Consider using a database Imagine the following scenario: your scraper visits hundreds of websites, collects its results in a list or in a data frame, and after hours of running suddenly crashes – maybe because some element that you were sure must exist on each page, exists only on 999 out of 1000 pages, because a connection timed out, or any other error. Your data is lost, you need to start again (not only annoying, but also undesirable from a traffic minimization point of view). A better strategy may be to immediately write the data for each page to a file. But then, you need to handle a potentially huge number of files later on.
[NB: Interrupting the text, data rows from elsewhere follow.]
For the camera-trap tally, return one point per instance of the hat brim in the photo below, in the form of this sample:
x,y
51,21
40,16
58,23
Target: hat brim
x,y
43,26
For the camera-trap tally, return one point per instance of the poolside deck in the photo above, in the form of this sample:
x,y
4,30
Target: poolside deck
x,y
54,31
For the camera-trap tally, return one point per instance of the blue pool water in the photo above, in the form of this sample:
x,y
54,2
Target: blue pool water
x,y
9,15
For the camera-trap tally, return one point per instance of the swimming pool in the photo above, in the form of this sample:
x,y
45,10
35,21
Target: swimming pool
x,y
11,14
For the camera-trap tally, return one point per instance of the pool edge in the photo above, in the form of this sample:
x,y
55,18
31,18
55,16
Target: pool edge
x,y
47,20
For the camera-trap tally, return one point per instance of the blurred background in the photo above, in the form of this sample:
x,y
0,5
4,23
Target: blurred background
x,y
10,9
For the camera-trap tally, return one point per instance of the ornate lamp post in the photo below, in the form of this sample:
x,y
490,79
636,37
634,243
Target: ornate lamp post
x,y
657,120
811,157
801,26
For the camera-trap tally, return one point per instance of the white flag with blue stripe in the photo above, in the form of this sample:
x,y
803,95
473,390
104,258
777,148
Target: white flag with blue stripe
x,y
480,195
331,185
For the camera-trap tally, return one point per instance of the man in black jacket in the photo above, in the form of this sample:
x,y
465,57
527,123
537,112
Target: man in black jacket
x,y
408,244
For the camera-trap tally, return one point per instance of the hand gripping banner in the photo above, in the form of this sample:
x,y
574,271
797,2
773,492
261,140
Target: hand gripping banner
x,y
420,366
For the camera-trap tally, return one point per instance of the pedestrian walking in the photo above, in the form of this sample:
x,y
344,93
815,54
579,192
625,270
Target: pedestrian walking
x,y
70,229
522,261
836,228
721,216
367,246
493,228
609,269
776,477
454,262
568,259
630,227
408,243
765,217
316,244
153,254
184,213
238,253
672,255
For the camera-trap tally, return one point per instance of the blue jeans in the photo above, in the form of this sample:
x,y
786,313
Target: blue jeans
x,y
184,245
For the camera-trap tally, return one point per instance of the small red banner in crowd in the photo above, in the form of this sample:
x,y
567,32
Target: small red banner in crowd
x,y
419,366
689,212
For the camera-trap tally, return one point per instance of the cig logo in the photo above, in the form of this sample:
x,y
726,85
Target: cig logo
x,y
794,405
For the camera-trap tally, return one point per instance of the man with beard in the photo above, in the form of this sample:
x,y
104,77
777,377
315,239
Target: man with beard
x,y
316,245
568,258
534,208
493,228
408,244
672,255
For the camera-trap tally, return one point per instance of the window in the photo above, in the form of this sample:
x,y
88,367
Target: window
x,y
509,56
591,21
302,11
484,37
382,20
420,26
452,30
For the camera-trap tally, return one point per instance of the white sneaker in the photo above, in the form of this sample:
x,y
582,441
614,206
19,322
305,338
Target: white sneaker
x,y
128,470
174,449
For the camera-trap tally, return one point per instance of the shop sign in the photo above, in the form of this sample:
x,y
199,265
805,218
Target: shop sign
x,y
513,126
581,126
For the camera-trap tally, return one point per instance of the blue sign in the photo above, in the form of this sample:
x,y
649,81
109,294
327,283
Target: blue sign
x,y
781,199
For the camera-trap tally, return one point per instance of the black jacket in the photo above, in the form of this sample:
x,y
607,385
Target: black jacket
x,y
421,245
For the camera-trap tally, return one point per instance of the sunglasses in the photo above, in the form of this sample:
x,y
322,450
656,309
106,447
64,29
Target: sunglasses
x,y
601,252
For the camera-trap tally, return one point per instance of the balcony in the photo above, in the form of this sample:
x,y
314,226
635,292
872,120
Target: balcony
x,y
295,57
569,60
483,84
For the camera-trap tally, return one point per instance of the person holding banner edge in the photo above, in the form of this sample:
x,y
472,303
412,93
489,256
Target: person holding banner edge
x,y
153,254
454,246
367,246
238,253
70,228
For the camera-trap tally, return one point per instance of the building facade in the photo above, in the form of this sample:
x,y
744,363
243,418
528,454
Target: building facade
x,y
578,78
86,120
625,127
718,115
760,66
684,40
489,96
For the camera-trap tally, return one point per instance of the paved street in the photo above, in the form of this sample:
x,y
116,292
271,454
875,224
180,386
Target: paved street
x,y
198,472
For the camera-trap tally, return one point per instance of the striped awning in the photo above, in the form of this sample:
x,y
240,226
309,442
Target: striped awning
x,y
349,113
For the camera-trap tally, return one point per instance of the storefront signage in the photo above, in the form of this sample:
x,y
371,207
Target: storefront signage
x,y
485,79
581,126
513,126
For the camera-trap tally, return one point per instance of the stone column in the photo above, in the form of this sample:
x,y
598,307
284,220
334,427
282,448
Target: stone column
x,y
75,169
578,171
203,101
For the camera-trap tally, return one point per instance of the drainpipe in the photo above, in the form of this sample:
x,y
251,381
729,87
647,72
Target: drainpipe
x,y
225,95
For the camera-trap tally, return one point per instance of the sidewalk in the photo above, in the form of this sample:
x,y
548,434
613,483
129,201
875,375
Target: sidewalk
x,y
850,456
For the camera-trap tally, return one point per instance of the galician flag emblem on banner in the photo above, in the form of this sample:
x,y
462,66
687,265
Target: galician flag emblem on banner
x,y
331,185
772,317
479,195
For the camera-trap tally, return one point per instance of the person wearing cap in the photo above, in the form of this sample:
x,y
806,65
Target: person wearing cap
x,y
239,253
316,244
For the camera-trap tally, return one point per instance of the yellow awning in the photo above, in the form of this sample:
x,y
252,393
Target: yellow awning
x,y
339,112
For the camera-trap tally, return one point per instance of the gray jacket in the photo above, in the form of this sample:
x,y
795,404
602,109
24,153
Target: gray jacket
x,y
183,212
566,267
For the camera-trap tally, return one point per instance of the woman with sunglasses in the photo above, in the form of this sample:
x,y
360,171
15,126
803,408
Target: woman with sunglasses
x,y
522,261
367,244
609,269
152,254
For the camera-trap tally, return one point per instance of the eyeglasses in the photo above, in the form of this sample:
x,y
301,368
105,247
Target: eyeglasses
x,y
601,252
A much better approach, especially if you plan to run your scraper repeatedly over a long period of time, is to consider the use of a database in which you dump the results immediately after a page has been scraped (see Section 15.1).
Run your script from the command line Store your scraper as a .py or .R script and run it from your terminal (your command line) by typing python myscript.py
or R myscript.R
rather than using an IDE such as Spyder or R Studio or a Jupyter Notebook. You may want to have your script print a lot of status information (for instance, which page it is currently scraping), so that you can watch what it is doing. If you want to, you can have your computer run this script in regular intervals (e.g., once an hour). On Linux and MacOS, for instance, you can use a so-called cron job to automate this.
Run your script on a server If your scraper runs for longer than a couple of hours, you may not want to run it on your laptop, especially if your Internet connection is not stable. Instead, you may consider using a server. As we will explain in Section 15.2, it is quite affordable to set up a Linux VM on a cloud computing platform (and next to commercial services, in some countries and institutions there are free services for academics). You can then use tools like nohup or screen to run your script on the background, even if you are no longer connected to the server (see Section 15.2).